MagAO-X is now at Las Campanas Observatory! The truck finally made it up the hill at about 3 pm, and we got all of our boxes safely off.

The truck appears!

Approaching the saddle.

Coming up the hill towards the cleanroom!

This is an “air ride” truck. Look at all of our stuff!

MagAO-X with ultimate destination in view.

The big box coming off — I was pretty nervous during this step…

Things are pretty busy, with MagAO-C and now MagAO-X unpacking. There are lots more cool pictures, but not enough time to post them.

I spotted a viscacha hanging out on the ASB upper level.

I am bound by the blog rules to give you Brass Monkey, by The Beastie Boys.

MagAO-C 2019B Day 3: Closed loop Trapezium

Today was the super long day through night. Up at 7am for a quick breakfast, then hurried to the top for a day full of instrument removal and installation, then a full night of on-sky engineering tests. The crew removed MIKE, the MIKE guider, and the f/11. The crew plus the MagAO instrument team (including some Classico and some eXtreme) installed the Nas, the ASM, and Clio. I didn’t take many pictures, but I’m sure those will be coming once the new kids on the block start blogging. The live-view camera of the inside of the Clay dome was cool (see Jared’s MagAO-X post). Here’s what it looks like right now (while we’re still on-sky:)

Live view of the interior of the Clay dome while observing. [Image description: It is a black rectangle. A black rectangle with a border and official-looking timestamp that implies it could have come from a webcam.]

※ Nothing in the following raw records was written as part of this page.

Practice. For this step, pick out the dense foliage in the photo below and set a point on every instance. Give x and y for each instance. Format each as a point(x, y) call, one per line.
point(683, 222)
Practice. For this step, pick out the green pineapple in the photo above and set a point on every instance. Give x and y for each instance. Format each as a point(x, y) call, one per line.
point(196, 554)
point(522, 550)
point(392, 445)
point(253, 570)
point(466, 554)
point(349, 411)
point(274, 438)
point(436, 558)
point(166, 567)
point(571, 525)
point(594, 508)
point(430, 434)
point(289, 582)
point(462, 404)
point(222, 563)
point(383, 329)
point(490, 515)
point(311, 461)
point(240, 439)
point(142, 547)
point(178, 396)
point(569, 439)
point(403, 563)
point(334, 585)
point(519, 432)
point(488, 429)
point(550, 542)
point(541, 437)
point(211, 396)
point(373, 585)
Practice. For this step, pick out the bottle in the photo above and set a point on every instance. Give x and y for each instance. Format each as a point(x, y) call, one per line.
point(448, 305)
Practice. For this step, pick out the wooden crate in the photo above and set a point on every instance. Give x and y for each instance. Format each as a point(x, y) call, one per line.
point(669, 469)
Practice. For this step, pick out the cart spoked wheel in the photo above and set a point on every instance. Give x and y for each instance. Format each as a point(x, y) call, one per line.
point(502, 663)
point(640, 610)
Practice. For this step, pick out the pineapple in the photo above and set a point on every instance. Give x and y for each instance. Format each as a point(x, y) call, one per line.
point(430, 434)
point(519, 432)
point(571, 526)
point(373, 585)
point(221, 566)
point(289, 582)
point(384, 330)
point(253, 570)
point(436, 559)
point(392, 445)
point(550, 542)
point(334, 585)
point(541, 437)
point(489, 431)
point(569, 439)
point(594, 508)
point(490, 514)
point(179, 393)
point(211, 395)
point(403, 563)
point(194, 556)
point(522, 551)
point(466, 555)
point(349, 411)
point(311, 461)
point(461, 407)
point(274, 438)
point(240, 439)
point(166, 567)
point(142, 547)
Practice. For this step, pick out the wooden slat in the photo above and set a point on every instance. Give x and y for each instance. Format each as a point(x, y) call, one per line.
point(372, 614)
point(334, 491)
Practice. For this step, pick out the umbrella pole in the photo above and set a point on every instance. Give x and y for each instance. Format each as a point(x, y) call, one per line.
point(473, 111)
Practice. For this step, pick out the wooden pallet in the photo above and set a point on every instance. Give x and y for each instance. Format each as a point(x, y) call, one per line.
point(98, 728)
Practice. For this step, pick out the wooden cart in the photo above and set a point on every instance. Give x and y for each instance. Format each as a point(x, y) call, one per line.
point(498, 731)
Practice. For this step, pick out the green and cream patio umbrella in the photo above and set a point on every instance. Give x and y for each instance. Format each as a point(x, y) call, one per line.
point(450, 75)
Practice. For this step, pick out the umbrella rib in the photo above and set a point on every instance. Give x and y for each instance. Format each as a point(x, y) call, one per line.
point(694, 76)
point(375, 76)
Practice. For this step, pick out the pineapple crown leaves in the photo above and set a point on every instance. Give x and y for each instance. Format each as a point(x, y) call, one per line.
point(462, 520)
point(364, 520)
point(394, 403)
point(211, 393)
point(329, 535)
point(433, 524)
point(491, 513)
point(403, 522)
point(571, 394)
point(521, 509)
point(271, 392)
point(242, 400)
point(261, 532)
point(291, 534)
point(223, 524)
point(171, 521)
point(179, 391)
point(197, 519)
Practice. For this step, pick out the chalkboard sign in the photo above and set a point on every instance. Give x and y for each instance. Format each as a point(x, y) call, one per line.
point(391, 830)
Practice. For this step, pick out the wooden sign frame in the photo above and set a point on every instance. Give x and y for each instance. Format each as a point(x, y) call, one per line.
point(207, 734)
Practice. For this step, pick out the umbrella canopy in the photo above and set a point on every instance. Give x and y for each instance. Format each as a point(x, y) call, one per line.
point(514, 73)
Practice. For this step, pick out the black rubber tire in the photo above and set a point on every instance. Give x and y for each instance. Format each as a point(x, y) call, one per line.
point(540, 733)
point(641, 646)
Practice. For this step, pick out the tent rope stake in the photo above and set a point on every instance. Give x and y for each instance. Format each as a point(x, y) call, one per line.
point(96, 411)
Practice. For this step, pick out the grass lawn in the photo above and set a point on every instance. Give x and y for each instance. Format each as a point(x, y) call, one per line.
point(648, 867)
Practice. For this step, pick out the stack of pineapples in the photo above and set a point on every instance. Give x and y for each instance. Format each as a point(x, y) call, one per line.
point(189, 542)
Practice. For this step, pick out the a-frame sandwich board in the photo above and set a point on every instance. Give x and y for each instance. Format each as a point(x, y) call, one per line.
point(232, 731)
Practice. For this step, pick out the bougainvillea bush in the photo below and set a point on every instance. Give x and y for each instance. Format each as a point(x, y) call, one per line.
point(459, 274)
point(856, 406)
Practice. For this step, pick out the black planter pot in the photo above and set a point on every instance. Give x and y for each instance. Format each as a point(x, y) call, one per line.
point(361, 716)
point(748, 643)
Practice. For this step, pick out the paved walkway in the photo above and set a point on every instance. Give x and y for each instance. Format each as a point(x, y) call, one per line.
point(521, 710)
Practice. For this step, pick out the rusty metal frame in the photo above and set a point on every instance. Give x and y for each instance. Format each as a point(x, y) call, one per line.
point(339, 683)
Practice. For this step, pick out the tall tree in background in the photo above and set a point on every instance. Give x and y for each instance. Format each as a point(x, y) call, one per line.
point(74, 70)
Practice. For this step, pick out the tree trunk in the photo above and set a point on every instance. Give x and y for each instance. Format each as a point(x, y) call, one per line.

Then there was much cabling and testing of cooling, signals, connections, and functionality. This went on past sunset. Then through the night we further tested on-sky capabilities such as the guider, offsets, angles, volcanoes, scripting, focus, and modes.

A beautiful Clay sunset. [Image description: A horizon lit up with light blue and yellow. The yellow/orange sun is setting behind some low clouds/fog in the distance. In the foreground are some vehicles and gravel.]
We ironed out a few AO, telescope, and Clio bugs, and then were able to test some modes and do some engineering. Here we have closed the loop on Trapezium B. [Image description: A log-scale image of stars in the Trapezium cluster around Theta 1 Ori B. Negative star images are from where the sky was subtracted off.]

Turno changed over today too. Had another nice round of hellos with colleagues I haven’t seen in 18 months. It’s good to see everyone again!

The song of the day is a classical classic, Pachelbel’s Canon by the Canadian Brass. I really like their descant arrangement.